CSA Images via Getty Images
Red teaming, the practice of actively researching and exploiting vulnerabilities in systems to help find and fix gaps in their security, has long been the realm of high-paid security consulting firms with hands-on-keyboard (and occasionally, with full penetration testing, hands-on-lockpick engagements, and not something most companies can afford to do regularly. Large organizations and software firms with a business imperative to keep their systems secure have specified internal red teams, but smaller organizations that need red teams for things like getting credit card compliance certification or checking the security of other financial systems often rely on hit-and -run engagements with outside specialists.
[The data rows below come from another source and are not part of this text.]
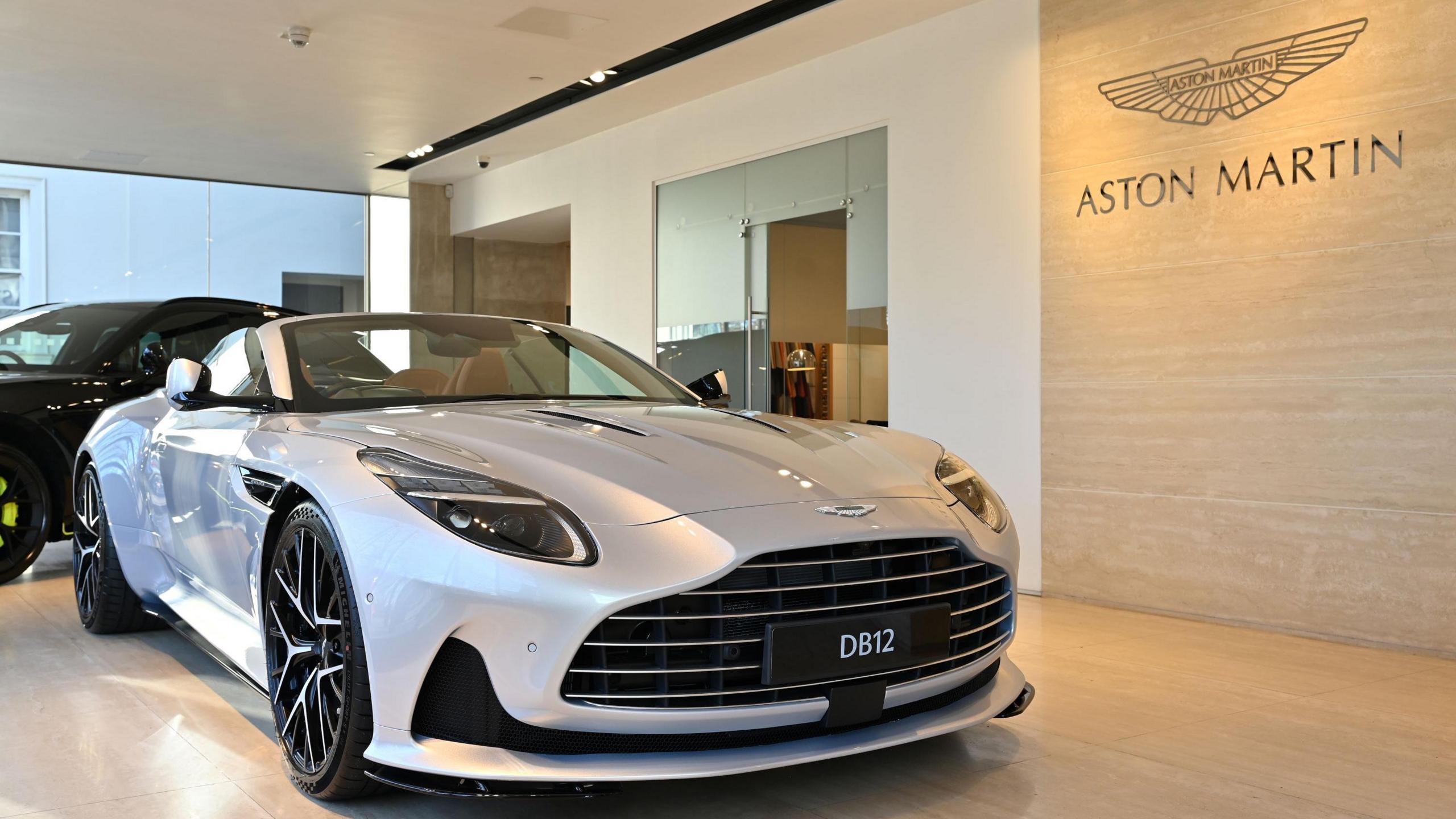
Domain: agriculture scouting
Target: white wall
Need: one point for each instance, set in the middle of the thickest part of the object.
(960, 95)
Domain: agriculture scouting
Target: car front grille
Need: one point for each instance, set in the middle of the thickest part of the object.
(459, 704)
(705, 647)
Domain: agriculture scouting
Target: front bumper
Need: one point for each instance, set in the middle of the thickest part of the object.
(401, 750)
(419, 585)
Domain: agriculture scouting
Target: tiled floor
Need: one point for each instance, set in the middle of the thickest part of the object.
(1135, 716)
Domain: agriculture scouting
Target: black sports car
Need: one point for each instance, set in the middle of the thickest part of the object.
(60, 366)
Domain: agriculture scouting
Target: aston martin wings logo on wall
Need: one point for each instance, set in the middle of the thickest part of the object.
(1196, 92)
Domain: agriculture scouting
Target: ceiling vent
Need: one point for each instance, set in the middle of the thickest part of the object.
(113, 158)
(549, 22)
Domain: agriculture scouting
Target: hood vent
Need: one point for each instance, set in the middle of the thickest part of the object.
(589, 421)
(750, 416)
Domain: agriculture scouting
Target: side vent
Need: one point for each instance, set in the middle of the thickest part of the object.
(264, 487)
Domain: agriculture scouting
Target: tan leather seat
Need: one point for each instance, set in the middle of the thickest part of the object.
(427, 381)
(482, 375)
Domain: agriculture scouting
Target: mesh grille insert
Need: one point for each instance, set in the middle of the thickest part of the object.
(704, 649)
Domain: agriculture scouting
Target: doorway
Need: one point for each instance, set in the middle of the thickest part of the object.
(788, 292)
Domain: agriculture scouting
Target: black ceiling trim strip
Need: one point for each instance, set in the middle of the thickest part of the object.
(717, 35)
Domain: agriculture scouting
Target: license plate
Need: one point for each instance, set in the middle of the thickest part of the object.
(848, 646)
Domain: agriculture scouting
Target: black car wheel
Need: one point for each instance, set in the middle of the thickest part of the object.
(25, 512)
(318, 678)
(104, 601)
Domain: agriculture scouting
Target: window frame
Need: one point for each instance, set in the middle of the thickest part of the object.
(32, 273)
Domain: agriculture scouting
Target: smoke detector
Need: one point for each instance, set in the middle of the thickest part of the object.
(297, 37)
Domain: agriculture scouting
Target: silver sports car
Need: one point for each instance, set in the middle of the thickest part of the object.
(479, 556)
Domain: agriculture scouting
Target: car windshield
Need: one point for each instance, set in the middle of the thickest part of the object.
(60, 338)
(399, 361)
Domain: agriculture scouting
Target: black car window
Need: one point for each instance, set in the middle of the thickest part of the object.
(184, 336)
(59, 338)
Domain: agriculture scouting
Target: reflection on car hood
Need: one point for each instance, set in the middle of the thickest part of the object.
(623, 464)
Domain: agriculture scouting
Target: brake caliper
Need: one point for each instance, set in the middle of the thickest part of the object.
(11, 512)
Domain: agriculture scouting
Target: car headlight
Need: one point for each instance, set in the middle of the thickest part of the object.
(970, 489)
(487, 512)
There have been other efforts to streamline and automate components of red teaming to make it a more regular part of companies’ security programs. For example, Scythe , a firm that spun out of the security research company Grimm , has focused on providing attack simulation as a service — allowing a company to test the mettle of its “blue team” defenders and users by running modular “attacks” that mimic the techniques of known threat groups, while creating a marketplace for security testing modules. And other companies, such as Pwnie Express , have used passive and “offensive” security tools to scan and audit networks for potential attack vectors.
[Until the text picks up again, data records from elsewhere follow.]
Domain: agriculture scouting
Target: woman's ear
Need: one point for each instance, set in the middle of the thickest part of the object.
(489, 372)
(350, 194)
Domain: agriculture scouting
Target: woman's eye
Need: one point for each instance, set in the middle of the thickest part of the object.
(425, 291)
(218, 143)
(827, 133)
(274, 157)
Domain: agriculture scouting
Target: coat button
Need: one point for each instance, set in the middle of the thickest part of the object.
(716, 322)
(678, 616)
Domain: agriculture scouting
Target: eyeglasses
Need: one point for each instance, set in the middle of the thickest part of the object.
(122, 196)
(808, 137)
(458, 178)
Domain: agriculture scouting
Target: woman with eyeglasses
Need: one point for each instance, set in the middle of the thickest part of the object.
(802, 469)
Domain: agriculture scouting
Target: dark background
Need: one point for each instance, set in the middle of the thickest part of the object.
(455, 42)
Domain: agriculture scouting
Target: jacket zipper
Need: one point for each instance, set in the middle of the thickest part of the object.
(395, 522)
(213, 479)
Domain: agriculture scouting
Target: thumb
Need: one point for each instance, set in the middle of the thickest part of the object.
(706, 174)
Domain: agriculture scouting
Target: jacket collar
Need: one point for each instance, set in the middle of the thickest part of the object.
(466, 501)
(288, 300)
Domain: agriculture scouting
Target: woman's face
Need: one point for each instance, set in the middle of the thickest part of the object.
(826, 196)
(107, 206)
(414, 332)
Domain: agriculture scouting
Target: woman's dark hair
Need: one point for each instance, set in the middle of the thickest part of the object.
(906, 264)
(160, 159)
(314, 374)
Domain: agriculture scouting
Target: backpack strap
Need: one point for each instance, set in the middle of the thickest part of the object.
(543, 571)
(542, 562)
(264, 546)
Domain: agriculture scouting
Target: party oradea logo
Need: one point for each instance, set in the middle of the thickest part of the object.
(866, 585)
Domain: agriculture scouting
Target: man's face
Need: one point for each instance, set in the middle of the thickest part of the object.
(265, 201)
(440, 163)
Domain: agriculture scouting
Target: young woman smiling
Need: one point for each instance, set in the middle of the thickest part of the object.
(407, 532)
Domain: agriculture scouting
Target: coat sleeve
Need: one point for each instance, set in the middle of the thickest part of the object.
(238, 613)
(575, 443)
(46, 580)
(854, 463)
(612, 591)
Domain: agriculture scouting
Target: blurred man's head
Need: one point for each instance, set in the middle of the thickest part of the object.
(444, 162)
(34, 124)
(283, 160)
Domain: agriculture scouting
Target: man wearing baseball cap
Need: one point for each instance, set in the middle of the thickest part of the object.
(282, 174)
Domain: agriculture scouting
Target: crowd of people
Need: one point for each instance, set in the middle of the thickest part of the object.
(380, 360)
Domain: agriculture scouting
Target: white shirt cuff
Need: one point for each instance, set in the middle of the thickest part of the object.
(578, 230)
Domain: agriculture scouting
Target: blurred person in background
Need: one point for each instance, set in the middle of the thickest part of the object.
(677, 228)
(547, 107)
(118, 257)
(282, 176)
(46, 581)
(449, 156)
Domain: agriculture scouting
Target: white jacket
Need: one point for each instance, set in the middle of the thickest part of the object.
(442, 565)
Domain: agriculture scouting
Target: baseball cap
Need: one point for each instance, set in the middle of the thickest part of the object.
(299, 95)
Randori takes the red-teaming mission several steps further. Instead of running simulations of attacks based on known threats, Randori Attack runs real, novel attacks based on emerging vulnerabilities — much like a human red team would. Founded by CEO Brian Hazzard (formerly of Carbon Black) and CTO David “Moose” Wolpoff (a reverse-engineering and red-teaming veteran of the specialist security firm Kyrus Tech), Randori’s “flagship” service is the Attack Platform — a cloud- based system that, when combined with Randori’s Internet-based reconnaissance system, will constantly discover and attempt to exploit a customer company system, playing the role of what Hazzard describes as “trusted adversary.”